The Ministry of Foreign Affairs and International Cooperation is still in the spotlight for the wrong reason but mainly for its failure to adhere to expert advice not to honour payments, in terms of salaries and other benefits, to two its staff who were previously recalled from their duty locations after which the payments were made.
During the period under review, June 2018 to 2021, huge salaries and leave allowances amounting to US$220,825.83 was paid to a staff after the end of her Foreign Service duty tour at the Embassy.
She was recalled to headquarters and paid her repatriation allowance on 17th September, 2017.
The decision to pay this staff was contrary to the recommendations in the previous audit report and there was absence of evidence to show that the staff was performing duties at the Embassy for that payment to have been authorized which was an additional financial burden on the Government’s meagre resources which could have been used for other developmental activities.
The total amount paid to her was $220,825.83.
Similarly, US$231,670.04 was expended on another diplomatic staff for the period between 1st June 2018 and 31st December, 2019 .The continued stay of the staff at the Embassy was without any authority or evidence of approval.
This act led to the paying salaries to two officers for performing the same duties.
A recommendation was made for an immediate refund of those payments into the Consolidated Fund and the Director General should ensure that the officer who authorized the payments after the recall periods and the beneficiary officers must be held accountable.

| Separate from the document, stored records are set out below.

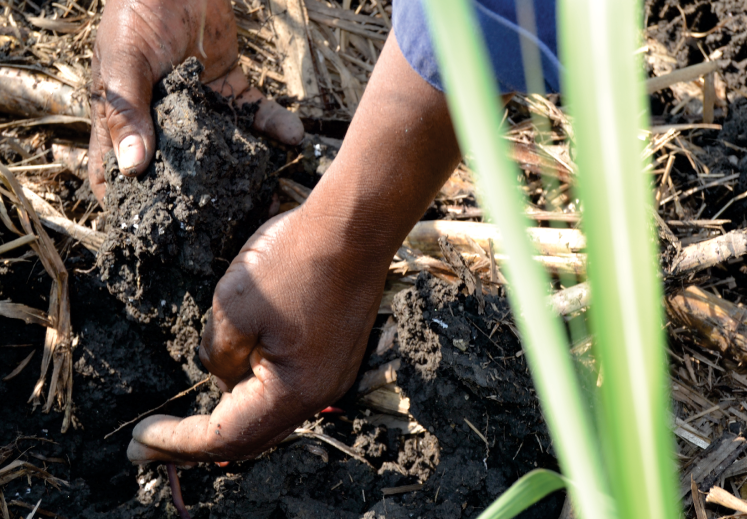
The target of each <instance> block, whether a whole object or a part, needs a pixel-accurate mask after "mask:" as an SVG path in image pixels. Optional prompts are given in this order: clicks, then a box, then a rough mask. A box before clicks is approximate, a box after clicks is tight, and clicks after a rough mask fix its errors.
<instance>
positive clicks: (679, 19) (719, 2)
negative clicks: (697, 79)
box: [645, 0, 747, 100]
mask: <svg viewBox="0 0 747 519" xmlns="http://www.w3.org/2000/svg"><path fill="white" fill-rule="evenodd" d="M683 14H684V18H685V20H683ZM645 16H646V23H647V26H648V34H649V35H650V36H651V37H653V38H654V39H656V40H657V41H658V42H660V43H662V44H663V45H664V46H665V47H666V48H667V49H668V51H669V54H670V55H671V56H673V57H674V58H675V59H677V68H682V67H686V66H688V65H695V64H696V63H701V62H703V61H705V58H704V56H703V53H704V52H705V53H706V54H708V55H709V56H710V55H711V54H712V53H714V52H715V51H719V50H720V54H719V55H718V58H717V59H719V60H725V61H726V62H727V64H726V67H725V68H724V69H723V70H722V71H721V73H722V75H723V77H724V80H725V81H726V85H727V87H728V89H727V91H728V92H731V93H736V92H738V91H739V90H740V89H743V88H744V85H745V80H746V79H747V46H745V43H747V32H745V31H744V27H745V23H747V2H745V1H744V0H708V1H704V0H646V2H645ZM683 21H684V22H686V25H687V28H685V24H684V23H683ZM710 31H712V32H710ZM693 33H695V35H693ZM703 33H708V34H707V35H703ZM699 45H701V46H702V49H703V50H702V51H701V49H700V48H699V47H698V46H699ZM730 100H731V99H730Z"/></svg>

In its explanation on the said issue, the Ministry of Foreign Affairs stated that on the 21st December, 2017, the Director General(DG), Human Resource Management Office (HRMO), conveyed approval to the Director General, Ministry of Foreign Affairs and International Cooperation (MFAIC), for Fatmata Dao, with Pin code 127806 to proceed on study leave with pay for 2017/2018 at her former duty station in America.
It continued that on the 1st February, 2018, the DG, MFAIC, conveyed the approval to the Minister Counsellor and Head of Chancery of the Embassy.
Then on the 1st August, 2018, the DG, MFAIC, sent another memo to the Minister Counsellor/HoC that funds had been transferred to the Mission’s account in order to make payment to Fatmata Dao.
The Minister Counsellor/HOC wrote two letters on 31st July, 2018 and 1st August 2018, to the DG, MFAIC, rejecting payment to Fatmata Dao on the grounds that she was no longer working at the Embassy and because the issue had come up in the previous audit.
However, after a while, in January 2019, the DG, MFAIC, issued another memo requesting the Minister Counsellor/HOC to make payment to Fatmata Dao after sending salary backlog for August to December, 2018 of US$31,368.55 and a backlog salary in respect of November 2017 to July 2018 of US$56,463.39.
On the 19th June 2019, the DG, MFAIC, conveyed an extension of approval for study leave with pay for Fatmata Dao with effective 2018/2019 from the DG, HRMO.
The Ministry pointed out that it was based on all those correspondence that the Embassy made the payments to Fatmata Dao: The approvals from the HRMO, the conveyance of approvals of memos, and physical sending of the funds to be paid.
On the other hand, the Ministry said when Edward Kawa was recalled, the Charge d’ Affairs and Head of Chancery then, on 12th February, 2018 wrote to the DG, MFAIC, and requested Edward Kawa’s withdrawal to be deferred because of some reasons.
It continued that on the 4th May, the Director-General wrote to the MS/HOC a memo requesting that the Mission stay action on Edward Kawa’s recall.
The memo said that Management was reviewing the matter and would be kept posted on further action. This was a management decision owing to the fact that it was a transition period in 2018, and an experienced officer was needed to facilitate the accreditations of the newly appointed Ambassador and his Deputy. The President was scheduled to make diplomatic visits to Canada and the US and an experienced officer was needed to facilitate those visits.
All those made Edward Kawa to be kept at his post for which he had to be paid.
Lamentably, the Ministry submitted justifications and supporting records as evidence of the observations on illegal payments to staff after recall from tour of duty. A further review of the submissions revealed the following:
Since Fatmata Dao was recalled from overseas duty and was paid repatriation allowance before approval of study leave with pay, the ASSL is of the view that salary and any other payments made to her should have been based on her new assignment and location, but not as a staff of the Embassy.
On the issue relating to Edward Kawa, it could be said that the explanations and supporting documents were satisfactory for periods up to the time of resumption of duty of the current HoC to whom Edward Kawa handed over duties and responsibilities.
However, payments made to Edward Kawa after that period is considered ineligible and should be disallowed. As such, expenditures after resumption of HoC amounting to US$48,735.10 should therefore be refunded and paid back into the Consolidated Fund.